If you peruse the many gun fora out there you’re likely to encounter discussions, and often heated arguments, about grip angle. People discuss “pointability” and how the Glock or 1911 always leaves them with the barrel pointing at the sky or the ground. The time and energy some folks put into this debate can easily lead a new shooter to believe grip angle is a critical factor in selecting a handgun.

The truth is that it’s like arguing over whether Adam and Eve had belly buttons.  The winning response to that question is, “WHO CARES?”  I think the Glock grip angle has a slight ergonomic advantage over less angled designs in two areas.  The first is just my feeling that it helps me lock the gun down in my grip.  However, the second point may be mildly significant. By rotating your wrists forward on the Glock grip you are bringing the top of the gun and therefore the barrel down closer to the top bone in your forearm (the radius).  This reduces the leverage the gun’s recoil has on your wrist. Just look at your thumb joint as you rotate backwards like a Beretta 92 or forward like a Glock and you will see your thumb rise and fall relative to the radius. However, there are pro shooters dominating in competition with 1911s so the Glock’s possible advantage in grip angle can’t be too big a deal.

Something to remember is that our wrists don’t have a natural limit in their range of movement that will match a specific handgun’s grip angle. Getting a handgun or revolver to point consistently where you want is nothing more than a matter of practice.
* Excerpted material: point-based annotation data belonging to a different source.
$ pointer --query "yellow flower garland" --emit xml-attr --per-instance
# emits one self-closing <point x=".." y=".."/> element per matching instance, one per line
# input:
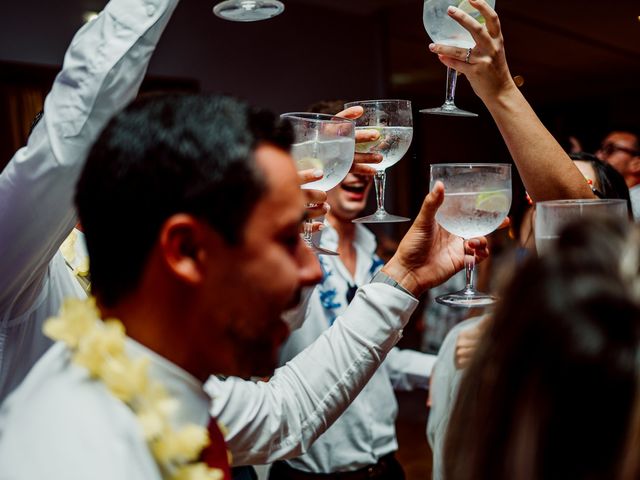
<point x="100" y="348"/>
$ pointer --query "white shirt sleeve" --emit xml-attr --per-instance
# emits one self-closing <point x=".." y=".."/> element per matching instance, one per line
<point x="102" y="71"/>
<point x="409" y="369"/>
<point x="281" y="418"/>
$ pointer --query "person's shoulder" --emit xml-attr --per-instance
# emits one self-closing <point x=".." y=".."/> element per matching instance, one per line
<point x="451" y="337"/>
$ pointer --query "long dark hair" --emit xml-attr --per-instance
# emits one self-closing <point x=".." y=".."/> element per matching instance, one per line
<point x="551" y="389"/>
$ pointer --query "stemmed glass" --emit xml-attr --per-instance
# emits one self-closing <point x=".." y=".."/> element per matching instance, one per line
<point x="323" y="142"/>
<point x="446" y="31"/>
<point x="552" y="215"/>
<point x="393" y="119"/>
<point x="248" y="10"/>
<point x="477" y="198"/>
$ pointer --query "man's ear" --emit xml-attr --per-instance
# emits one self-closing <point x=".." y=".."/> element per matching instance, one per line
<point x="184" y="247"/>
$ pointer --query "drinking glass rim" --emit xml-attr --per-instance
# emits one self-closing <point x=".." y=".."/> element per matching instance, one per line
<point x="382" y="100"/>
<point x="582" y="201"/>
<point x="317" y="117"/>
<point x="466" y="165"/>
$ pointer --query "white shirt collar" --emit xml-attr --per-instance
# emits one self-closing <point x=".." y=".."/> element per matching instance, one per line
<point x="181" y="385"/>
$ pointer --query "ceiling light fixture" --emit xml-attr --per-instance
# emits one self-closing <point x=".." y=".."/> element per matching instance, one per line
<point x="248" y="10"/>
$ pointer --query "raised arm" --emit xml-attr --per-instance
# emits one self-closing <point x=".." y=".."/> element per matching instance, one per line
<point x="102" y="72"/>
<point x="546" y="170"/>
<point x="281" y="418"/>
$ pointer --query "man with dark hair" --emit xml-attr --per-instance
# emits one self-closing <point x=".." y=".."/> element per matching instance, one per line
<point x="621" y="150"/>
<point x="204" y="294"/>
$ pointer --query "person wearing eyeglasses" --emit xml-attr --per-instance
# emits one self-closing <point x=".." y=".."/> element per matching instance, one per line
<point x="621" y="150"/>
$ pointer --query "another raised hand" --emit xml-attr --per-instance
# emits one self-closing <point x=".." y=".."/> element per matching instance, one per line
<point x="546" y="170"/>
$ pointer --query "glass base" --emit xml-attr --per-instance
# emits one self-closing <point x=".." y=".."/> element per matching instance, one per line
<point x="449" y="110"/>
<point x="383" y="217"/>
<point x="248" y="10"/>
<point x="467" y="299"/>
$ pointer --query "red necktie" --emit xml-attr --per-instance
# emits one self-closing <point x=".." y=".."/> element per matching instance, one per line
<point x="215" y="455"/>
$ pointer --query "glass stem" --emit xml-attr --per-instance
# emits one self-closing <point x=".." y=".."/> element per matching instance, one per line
<point x="308" y="230"/>
<point x="379" y="180"/>
<point x="452" y="79"/>
<point x="469" y="268"/>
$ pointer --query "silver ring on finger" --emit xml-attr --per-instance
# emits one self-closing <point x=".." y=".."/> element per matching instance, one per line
<point x="466" y="59"/>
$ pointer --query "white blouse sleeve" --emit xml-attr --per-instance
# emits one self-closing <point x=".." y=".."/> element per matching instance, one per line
<point x="102" y="72"/>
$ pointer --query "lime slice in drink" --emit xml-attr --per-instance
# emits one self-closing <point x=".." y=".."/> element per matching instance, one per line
<point x="309" y="163"/>
<point x="496" y="202"/>
<point x="367" y="147"/>
<point x="466" y="7"/>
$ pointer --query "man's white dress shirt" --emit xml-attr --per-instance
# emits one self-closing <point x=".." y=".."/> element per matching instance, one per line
<point x="365" y="432"/>
<point x="444" y="391"/>
<point x="60" y="424"/>
<point x="102" y="72"/>
<point x="634" y="193"/>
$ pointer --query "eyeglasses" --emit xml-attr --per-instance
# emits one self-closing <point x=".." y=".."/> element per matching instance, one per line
<point x="611" y="148"/>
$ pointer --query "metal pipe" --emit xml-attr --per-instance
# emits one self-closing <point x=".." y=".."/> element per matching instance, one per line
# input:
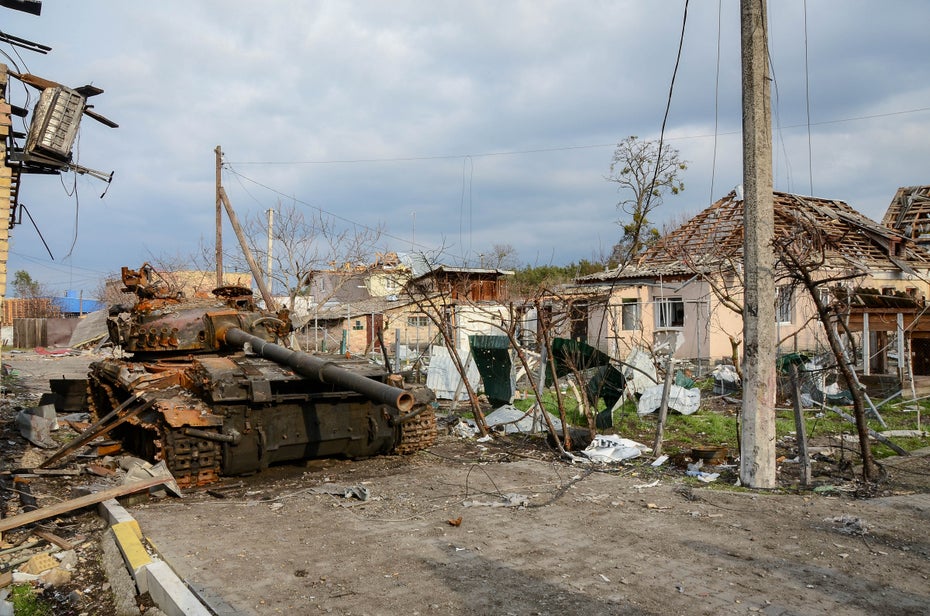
<point x="320" y="369"/>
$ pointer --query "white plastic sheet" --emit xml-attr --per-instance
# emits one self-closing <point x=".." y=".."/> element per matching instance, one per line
<point x="685" y="401"/>
<point x="613" y="448"/>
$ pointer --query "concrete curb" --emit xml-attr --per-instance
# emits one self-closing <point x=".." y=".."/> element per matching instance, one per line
<point x="154" y="576"/>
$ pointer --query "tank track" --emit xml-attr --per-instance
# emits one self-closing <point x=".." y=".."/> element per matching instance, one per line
<point x="192" y="461"/>
<point x="417" y="434"/>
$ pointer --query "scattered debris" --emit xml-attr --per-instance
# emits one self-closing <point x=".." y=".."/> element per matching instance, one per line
<point x="685" y="401"/>
<point x="358" y="491"/>
<point x="36" y="425"/>
<point x="512" y="420"/>
<point x="848" y="525"/>
<point x="726" y="379"/>
<point x="612" y="448"/>
<point x="506" y="500"/>
<point x="77" y="503"/>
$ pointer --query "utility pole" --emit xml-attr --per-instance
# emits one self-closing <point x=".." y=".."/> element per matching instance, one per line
<point x="253" y="266"/>
<point x="219" y="217"/>
<point x="757" y="439"/>
<point x="270" y="244"/>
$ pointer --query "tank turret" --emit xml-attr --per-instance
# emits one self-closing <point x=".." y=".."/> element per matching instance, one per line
<point x="213" y="388"/>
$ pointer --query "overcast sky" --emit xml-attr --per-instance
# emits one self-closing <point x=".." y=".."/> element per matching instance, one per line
<point x="450" y="124"/>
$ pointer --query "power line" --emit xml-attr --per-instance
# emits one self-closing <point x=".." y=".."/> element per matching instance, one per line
<point x="561" y="148"/>
<point x="324" y="211"/>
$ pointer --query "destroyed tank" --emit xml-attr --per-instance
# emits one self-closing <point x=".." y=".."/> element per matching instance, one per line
<point x="210" y="390"/>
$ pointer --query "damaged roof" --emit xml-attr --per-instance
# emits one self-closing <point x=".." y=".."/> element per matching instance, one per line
<point x="909" y="213"/>
<point x="714" y="238"/>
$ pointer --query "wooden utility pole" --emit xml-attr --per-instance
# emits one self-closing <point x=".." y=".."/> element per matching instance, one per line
<point x="253" y="265"/>
<point x="757" y="438"/>
<point x="219" y="217"/>
<point x="270" y="246"/>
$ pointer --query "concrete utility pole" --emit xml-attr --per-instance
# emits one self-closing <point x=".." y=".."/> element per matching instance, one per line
<point x="757" y="440"/>
<point x="219" y="217"/>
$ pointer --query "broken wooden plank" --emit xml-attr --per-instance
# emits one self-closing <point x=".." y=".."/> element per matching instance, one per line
<point x="80" y="502"/>
<point x="99" y="428"/>
<point x="54" y="539"/>
<point x="881" y="439"/>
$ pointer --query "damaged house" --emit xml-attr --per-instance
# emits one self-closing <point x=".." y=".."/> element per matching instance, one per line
<point x="684" y="294"/>
<point x="393" y="299"/>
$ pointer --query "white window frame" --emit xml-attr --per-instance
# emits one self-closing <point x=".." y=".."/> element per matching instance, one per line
<point x="665" y="313"/>
<point x="634" y="306"/>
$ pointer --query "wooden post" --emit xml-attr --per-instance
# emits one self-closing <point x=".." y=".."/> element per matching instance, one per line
<point x="757" y="440"/>
<point x="866" y="345"/>
<point x="663" y="407"/>
<point x="801" y="428"/>
<point x="899" y="331"/>
<point x="256" y="271"/>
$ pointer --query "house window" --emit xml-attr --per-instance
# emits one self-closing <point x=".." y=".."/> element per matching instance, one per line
<point x="784" y="304"/>
<point x="670" y="312"/>
<point x="629" y="314"/>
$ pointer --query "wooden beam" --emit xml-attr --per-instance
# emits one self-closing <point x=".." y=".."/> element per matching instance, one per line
<point x="79" y="503"/>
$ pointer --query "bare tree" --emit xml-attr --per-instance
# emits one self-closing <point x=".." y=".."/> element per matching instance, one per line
<point x="803" y="253"/>
<point x="644" y="172"/>
<point x="306" y="242"/>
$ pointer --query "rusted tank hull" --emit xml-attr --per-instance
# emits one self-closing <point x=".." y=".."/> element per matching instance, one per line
<point x="239" y="414"/>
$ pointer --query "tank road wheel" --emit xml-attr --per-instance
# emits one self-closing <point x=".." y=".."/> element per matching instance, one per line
<point x="193" y="461"/>
<point x="418" y="433"/>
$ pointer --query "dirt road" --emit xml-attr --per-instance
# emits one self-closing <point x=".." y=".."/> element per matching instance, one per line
<point x="582" y="542"/>
<point x="534" y="536"/>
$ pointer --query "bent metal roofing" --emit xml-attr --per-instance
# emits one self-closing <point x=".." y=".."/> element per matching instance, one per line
<point x="714" y="239"/>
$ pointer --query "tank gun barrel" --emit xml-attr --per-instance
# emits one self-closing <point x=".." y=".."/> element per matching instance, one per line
<point x="325" y="371"/>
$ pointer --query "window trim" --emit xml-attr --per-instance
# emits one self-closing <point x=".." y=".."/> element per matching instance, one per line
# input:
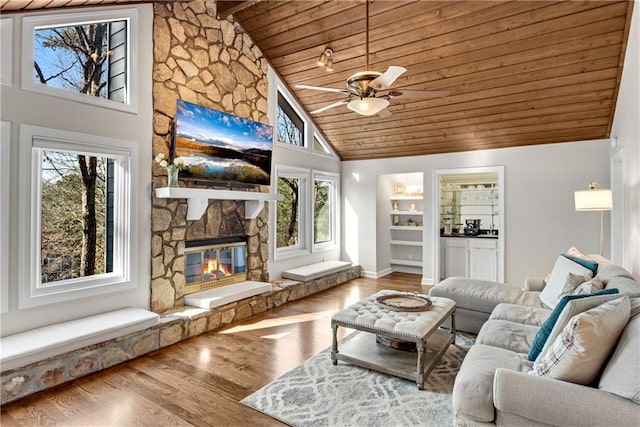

A way that I’ve found helpful for pointing the barrel where I’m aiming is to think about pointing the metacarpal bones in my hand.

Wikipedia – Hand Bone Diagram

Staying with my example guns, if I am bringing a Glock into my line of sight I think about pointing the metacarpal bone for my pointer finger at the target and when I do the same for a Beretta I think about pointing the meta carpal bone for my pinky at the target.  I find that gets me close enough so that I’m not searching for my front sight.

The quality of a gun’s trigger, how a gun fits in your hand, and how it feels when you shoot it really matter.  Grip angle is practically irrelevant.